Construído em terrenos municipais
Num processo semelhante ao de tantos outros, o bairro nasceu assim na antiga freguesia de São João de Brito, à margem das mais elementares regras de ordenamento territorial. Mas havia uma diferença face aos restantes. Se a generalidade desses bairros viria, mais tarde, a ser categorizada como uma Área Urbana de Génese Ilegal (AUGI), o São João de Brito nunca foi considerado como tal, salienta a presidente da Associação de Moradores,
A razão é muito simples: os terrenos onde está implantado são, na sua grande maioria, propriedade da Câmara Municipal de Lisboa e foi a autarquia a dar autorização, durante o Período Revolucionário em Curso (PREC), para a instalação dos novos habitantes. Estava criada uma situação singular. Mas, a partir de então, os residentes daquele bairro passaram a sentir-se abandonados pelos poderes públicos. «Nós é que construímos tudo o que aqui temos, ninguém nos deu nada», afirma Fátima Martins, lembrando que esta foi a solução encontrada, na altura, por milhares de famílias para fazer face ao agudo problema da falta de habitação disponível no mercado. Registava-se, desde a década anterior, um forte movimento de êxodo rural, que tinha sobretudo como destino a capital portuguesa e a sua crescente periferia. Uma situação agravada pelo processo de descolonização, que obrigou ao regresso de muitos.
Solução passa pela requalificação do bairro
Todo este imbróglio jurídico está pelos vistos em via de resolução. Em julho de 2018, foram dados os primeiros passos quando a Câmara de Lisboa prometeu, pela voz do então vereador do urbanismo, Manuel Salgado, requalificar os espaços públicos do bairro, num investimento de 4,1 milhões de euros, lembra a presidente da Associação.
Na altura, Manuel Salgado explicou que a requalificação se prende com «obras de urbanização e arranjos de espaço público», incluindo saneamento, eletricidade, iluminação pública, abastecimento de água, combate a incêndios, telecomunicações, arruamentos viários e estacionamento, rede de circulação pedonal e arquitetura paisagista.
São estas promessas da Câmara de Lisboa que Fátima Martins quer ver cumpridas, dentro do «tal prazo» de dois anos.
Anteriormente, no dia 7 de junho, realizaram-se as primeiras escrituras de aquisição de lotes de terreno do bairro. O presidente da Junta de Freguesia de Alvalade, José António Borges, recordou que esta era «uma luta com mais de 40 anos», salientando que esse acto «mudará de modo muito decisivo e concreto a vida dos moradores», que travaram durante 40 anos um combate «com alguma dureza e muitas incertezas».
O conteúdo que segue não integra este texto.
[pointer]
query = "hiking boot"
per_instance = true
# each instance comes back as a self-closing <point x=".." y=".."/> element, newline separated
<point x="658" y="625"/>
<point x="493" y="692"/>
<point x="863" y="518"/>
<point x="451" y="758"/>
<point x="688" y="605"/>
«As casas são mesmo vossas», afirmou, na ocasião, o presidente da Câmara Municipal de Lisboa, acrescentando que «aquilo que era um sonho vai transformar-se em realidade». Na sua intervenção, Fernando Medina garantiu que não ficarão por dar os passos seguintes: a resolução da questão da Rua das Mimosas, que obriga a alterações no PDM (Plano Diretor Municipal) e a requalificação do espaço público do bairro.
São todas estas promessas que a Associação de Moradores, que representa os moradores das 130 casas do bairro, quer ver cumpridas.